村上:「イマドキの若者は……」という言い方をされる人がいますよね。自分はあまり意識していないのですが、確かに当てはまる部分はありますね。例えば、クルマは持っていませんし、家にもこだわりはありません。お金をたくさん手にしたり、○○を買ったからうれしい……といった感覚もありません。お金を稼ぐことよりも、社会にどれだけ貢献できたかということを強く意識しますね。

土肥:社長という立場で、しかも上場されてたくさんのお金を手にされた。そうなると、人間っていろいろな欲が出てくると思うんですよ。高層マンションの最上階に住んで、東京の夜景を見下ろす。風呂上りにガウンを着て、ブランデーが入ったグラスを回して「オレ、成功したな」という実感に浸るというか(編集部K嬢:ドイさんっ、ちょっと例えが古すぎますよ!)。

村上:そんなことは考えたことがありません(笑)。あっ、そうだ! ベッドは高いモノを買いましたよ。サンケタ万円弱ですね。

土肥:おー。

村上:仕事のパフォーマンスを上げるためには、睡眠の質を上げなければいけません。

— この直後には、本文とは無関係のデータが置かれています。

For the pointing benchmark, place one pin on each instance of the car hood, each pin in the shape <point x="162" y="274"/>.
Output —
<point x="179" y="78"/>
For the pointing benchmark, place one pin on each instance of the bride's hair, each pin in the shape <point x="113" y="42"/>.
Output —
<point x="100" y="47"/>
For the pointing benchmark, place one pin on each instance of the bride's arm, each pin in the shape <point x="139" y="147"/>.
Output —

そのために、ちょっとベッドにはこだわりました。あとイスにもこだわりましたね。ちょっと高いです。でも、これも仕事の効率をアップさせるために、購入しました。こだわるところはこだわるのですが、どうでもいいところはどうでもいい。「仕事」という軸があって、そのためにはどういった生活を送ればいいのか。そのように考えた結果、ベッドやイスにはこだわりました。